New operating systems for mobile devices allow their users to download millions of applications created by various individual programmers, some of which may be malicious or flawed. In order to detect that an application is malicious, monitoring its operation in a real environment for a significant period of time is often required. Mobile devices have limited computation and power resources and thus are limited in their monitoring capabilities. In this paper we propose an efficient collaborative monitoring scheme that harnesses the collective resources of many mobile devices, “vaccinating” them against potentially unsafe applications. We suggest a new local information flooding algorithm called “TTL Probabilistic Propagation” (TPP). The algorithm periodically monitors one or more application and reports its conclusions to a small number of other mobile devices, who then propagate this information onwards. The algorithm is analyzed, and is shown to outperform existing state of the art information propagation algorithms, in terms of convergence time as well as network overhead. The maximal “load” of the algorithm (the fastest arrival rate of new suspicious applications, that can still guarantee complete monitoring), is analytically calculated and shown to be significantly superior compared to any non-collaborative approach. Finally, we show both analytically and experimentally using real world network data that implementing the proposed algorithm significantly reduces the number of infected mobile devices. In addition, we analytically prove that the algorithm is tolerant to several types of Byzantine attacks where some adversarial agents may generate false information, or abuse the algorithm in other ways.

💡 Research Summary

The paper addresses the growing security challenge posed by the massive number of third‑party applications that can be installed on modern mobile devices. Because many malicious or buggy apps reveal their harmful behavior only after prolonged execution, real‑world dynamic monitoring is essential. However, individual mobile devices have limited CPU, memory, and battery capacity, making continuous monitoring infeasible on a single device. To overcome this limitation, the authors propose a collaborative monitoring framework that leverages the collective resources of many smartphones.
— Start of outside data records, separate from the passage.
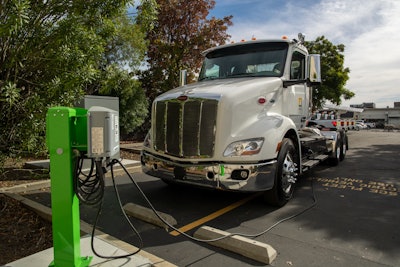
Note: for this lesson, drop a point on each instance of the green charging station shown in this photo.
(71, 133)
(66, 131)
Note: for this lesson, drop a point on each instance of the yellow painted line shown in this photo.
(213, 215)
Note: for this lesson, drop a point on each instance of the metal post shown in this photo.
(66, 130)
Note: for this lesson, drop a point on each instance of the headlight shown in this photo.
(244, 147)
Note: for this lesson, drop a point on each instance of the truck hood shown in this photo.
(221, 88)
(244, 104)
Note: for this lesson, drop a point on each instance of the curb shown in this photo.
(241, 245)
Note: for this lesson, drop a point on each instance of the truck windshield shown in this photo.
(247, 60)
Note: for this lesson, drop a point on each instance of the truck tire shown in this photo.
(285, 175)
(345, 145)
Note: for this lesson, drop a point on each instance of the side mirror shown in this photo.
(314, 69)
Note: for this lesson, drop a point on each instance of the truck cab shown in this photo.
(241, 126)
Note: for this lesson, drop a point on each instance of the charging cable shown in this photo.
(223, 237)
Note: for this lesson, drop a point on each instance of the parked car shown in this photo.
(361, 126)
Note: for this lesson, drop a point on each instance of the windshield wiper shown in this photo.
(209, 78)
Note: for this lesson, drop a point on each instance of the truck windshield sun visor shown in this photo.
(258, 59)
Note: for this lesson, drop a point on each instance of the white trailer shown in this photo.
(241, 127)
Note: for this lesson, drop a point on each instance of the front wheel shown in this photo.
(285, 175)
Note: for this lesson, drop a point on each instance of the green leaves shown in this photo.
(182, 31)
(334, 74)
(54, 52)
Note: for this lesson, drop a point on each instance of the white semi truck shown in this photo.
(242, 126)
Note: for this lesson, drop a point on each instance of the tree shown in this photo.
(334, 74)
(181, 31)
(54, 52)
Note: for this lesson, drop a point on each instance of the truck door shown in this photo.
(297, 95)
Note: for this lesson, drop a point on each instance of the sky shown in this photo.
(369, 29)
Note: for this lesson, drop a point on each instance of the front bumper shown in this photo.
(225, 176)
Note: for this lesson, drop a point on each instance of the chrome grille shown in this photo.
(185, 128)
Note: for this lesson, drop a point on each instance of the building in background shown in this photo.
(380, 116)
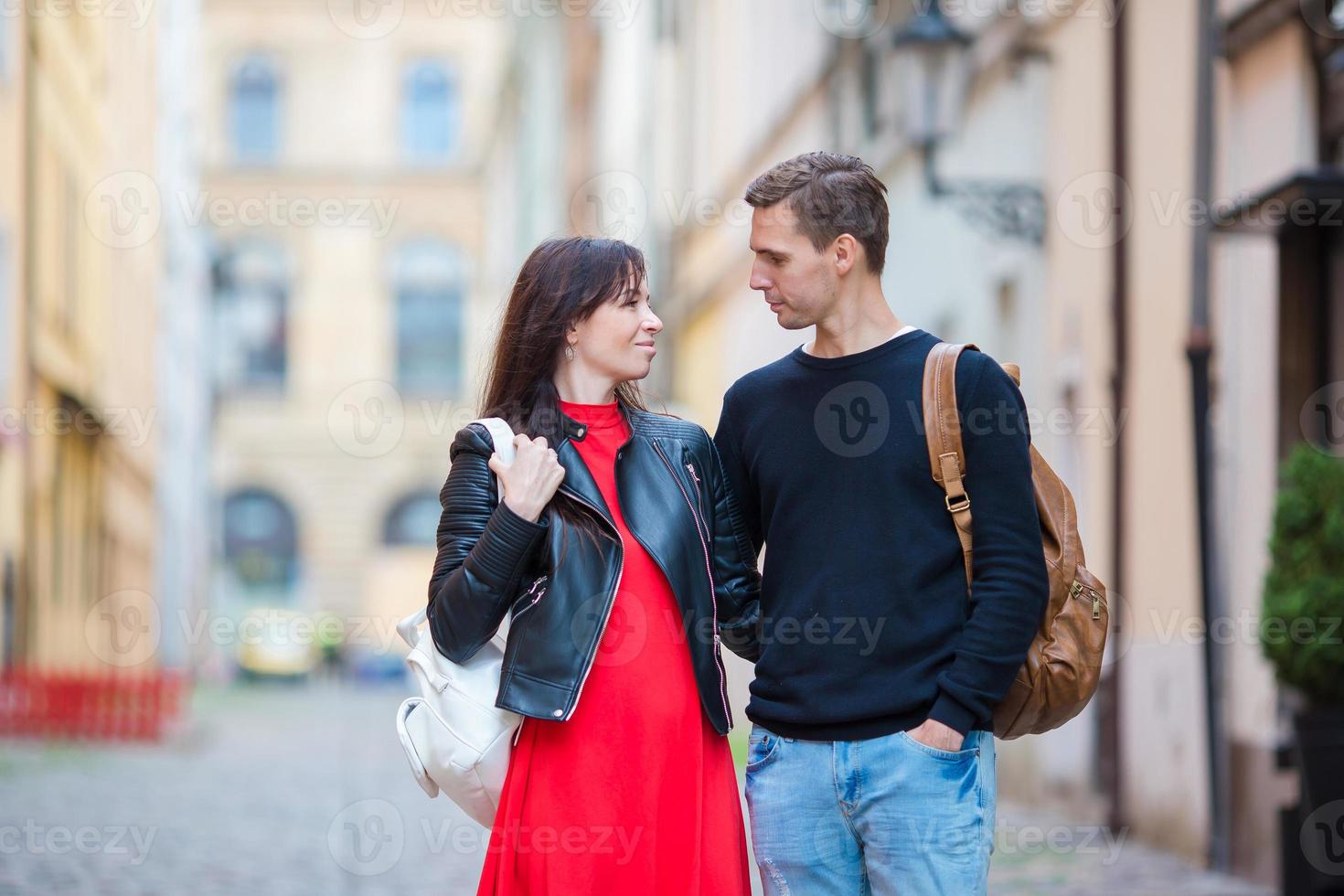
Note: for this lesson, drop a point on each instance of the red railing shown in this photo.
(89, 706)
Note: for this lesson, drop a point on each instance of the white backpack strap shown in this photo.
(502, 434)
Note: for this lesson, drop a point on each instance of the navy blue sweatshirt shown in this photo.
(866, 623)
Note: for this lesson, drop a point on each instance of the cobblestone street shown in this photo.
(304, 790)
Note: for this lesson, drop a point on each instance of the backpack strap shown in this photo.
(943, 432)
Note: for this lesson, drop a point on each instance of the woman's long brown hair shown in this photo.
(562, 283)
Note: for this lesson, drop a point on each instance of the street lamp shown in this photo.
(933, 63)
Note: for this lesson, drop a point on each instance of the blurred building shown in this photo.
(77, 260)
(342, 185)
(12, 341)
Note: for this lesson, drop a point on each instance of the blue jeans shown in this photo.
(880, 816)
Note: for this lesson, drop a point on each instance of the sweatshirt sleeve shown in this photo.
(734, 468)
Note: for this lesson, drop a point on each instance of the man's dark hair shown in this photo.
(831, 194)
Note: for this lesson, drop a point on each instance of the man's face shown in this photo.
(798, 283)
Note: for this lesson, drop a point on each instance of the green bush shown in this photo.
(1301, 627)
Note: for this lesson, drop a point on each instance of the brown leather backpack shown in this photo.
(1063, 663)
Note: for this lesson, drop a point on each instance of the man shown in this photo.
(871, 759)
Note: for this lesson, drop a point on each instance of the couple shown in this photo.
(625, 551)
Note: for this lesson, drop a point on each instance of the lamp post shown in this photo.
(933, 66)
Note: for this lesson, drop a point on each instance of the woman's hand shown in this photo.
(531, 480)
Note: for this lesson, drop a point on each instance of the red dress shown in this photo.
(636, 792)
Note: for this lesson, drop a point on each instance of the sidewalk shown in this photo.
(305, 790)
(1038, 853)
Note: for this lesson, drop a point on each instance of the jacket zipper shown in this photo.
(709, 571)
(611, 602)
(532, 590)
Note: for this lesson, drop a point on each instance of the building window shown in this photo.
(251, 297)
(428, 285)
(413, 520)
(254, 105)
(869, 91)
(261, 546)
(431, 113)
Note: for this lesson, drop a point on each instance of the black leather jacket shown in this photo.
(491, 561)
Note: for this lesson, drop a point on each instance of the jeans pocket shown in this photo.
(763, 750)
(969, 749)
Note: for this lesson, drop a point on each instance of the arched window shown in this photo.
(428, 285)
(431, 112)
(251, 298)
(413, 520)
(261, 546)
(254, 106)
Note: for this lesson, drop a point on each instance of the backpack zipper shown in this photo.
(1077, 589)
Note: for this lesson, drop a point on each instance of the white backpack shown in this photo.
(456, 739)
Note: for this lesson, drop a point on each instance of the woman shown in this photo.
(615, 552)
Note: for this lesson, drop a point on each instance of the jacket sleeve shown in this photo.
(484, 549)
(737, 584)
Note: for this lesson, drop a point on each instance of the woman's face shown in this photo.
(615, 341)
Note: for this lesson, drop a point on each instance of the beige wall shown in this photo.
(91, 488)
(339, 140)
(12, 355)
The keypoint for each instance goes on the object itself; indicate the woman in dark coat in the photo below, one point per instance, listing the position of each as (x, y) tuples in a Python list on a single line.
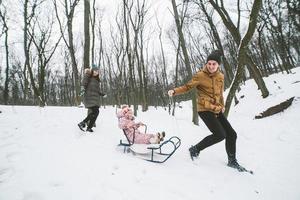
[(91, 97)]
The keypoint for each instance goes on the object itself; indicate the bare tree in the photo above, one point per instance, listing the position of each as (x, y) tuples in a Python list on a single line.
[(186, 59), (3, 17), (41, 34), (242, 52), (86, 51), (69, 9), (237, 38)]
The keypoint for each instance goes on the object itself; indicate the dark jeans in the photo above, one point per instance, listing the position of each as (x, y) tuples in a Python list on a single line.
[(221, 129), (92, 116)]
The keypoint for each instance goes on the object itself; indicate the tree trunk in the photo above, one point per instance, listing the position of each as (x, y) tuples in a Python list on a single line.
[(86, 54), (6, 83), (242, 53), (186, 61)]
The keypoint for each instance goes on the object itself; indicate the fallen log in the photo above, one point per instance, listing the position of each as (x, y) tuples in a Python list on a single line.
[(275, 109)]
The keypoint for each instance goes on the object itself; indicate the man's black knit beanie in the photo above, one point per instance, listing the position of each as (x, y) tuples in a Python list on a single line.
[(215, 55)]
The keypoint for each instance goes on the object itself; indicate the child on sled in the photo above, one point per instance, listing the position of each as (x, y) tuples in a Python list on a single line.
[(130, 127)]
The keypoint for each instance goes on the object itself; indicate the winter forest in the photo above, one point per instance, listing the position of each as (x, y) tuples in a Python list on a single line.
[(46, 44)]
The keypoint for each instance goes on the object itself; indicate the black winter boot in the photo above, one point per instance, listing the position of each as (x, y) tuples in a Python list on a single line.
[(89, 129), (193, 152), (232, 162), (81, 125)]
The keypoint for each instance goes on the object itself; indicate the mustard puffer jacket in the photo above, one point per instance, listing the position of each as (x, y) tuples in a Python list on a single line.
[(210, 87)]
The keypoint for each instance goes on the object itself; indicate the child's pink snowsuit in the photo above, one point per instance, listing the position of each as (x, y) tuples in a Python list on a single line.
[(126, 122)]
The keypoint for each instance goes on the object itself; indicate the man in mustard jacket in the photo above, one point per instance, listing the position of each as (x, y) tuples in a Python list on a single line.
[(209, 83)]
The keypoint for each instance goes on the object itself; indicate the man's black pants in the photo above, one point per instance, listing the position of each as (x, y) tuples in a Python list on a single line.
[(221, 129)]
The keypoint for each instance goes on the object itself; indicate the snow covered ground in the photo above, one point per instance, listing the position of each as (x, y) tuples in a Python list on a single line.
[(44, 156)]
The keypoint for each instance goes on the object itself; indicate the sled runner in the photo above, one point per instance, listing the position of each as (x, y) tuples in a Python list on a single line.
[(157, 153)]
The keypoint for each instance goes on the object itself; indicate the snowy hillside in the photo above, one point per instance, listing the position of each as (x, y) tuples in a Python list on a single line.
[(44, 156)]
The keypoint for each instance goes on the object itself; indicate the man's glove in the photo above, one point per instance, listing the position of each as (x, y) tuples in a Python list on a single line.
[(82, 91)]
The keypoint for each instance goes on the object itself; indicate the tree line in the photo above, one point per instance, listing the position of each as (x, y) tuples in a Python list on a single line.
[(43, 64)]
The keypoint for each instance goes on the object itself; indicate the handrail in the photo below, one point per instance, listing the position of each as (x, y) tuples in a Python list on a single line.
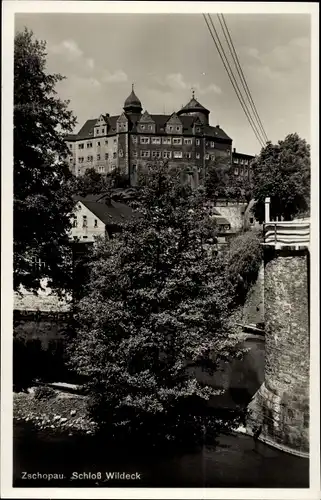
[(287, 233)]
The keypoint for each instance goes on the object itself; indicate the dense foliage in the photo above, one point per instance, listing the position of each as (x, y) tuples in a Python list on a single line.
[(282, 172), (222, 183), (242, 263), (157, 299), (42, 200)]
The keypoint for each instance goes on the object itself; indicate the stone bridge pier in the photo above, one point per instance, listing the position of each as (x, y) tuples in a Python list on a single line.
[(281, 405)]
The core contribution is a novel information‑propagation algorithm called TTL Probabilistic Propagation (TPP). Each monitoring report is encapsulated in a message that carries a Time‑to‑Live (TTL) counter and a forwarding probability p. When a device receives a report, it decrements the TTL; if the TTL reaches zero the message is discarded, preventing endless flooding. Otherwise the device forwards the message to each of its neighbors with probability p. By adjusting TTL and p, TPP controls the trade‑off between rapid dissemination and network overhead.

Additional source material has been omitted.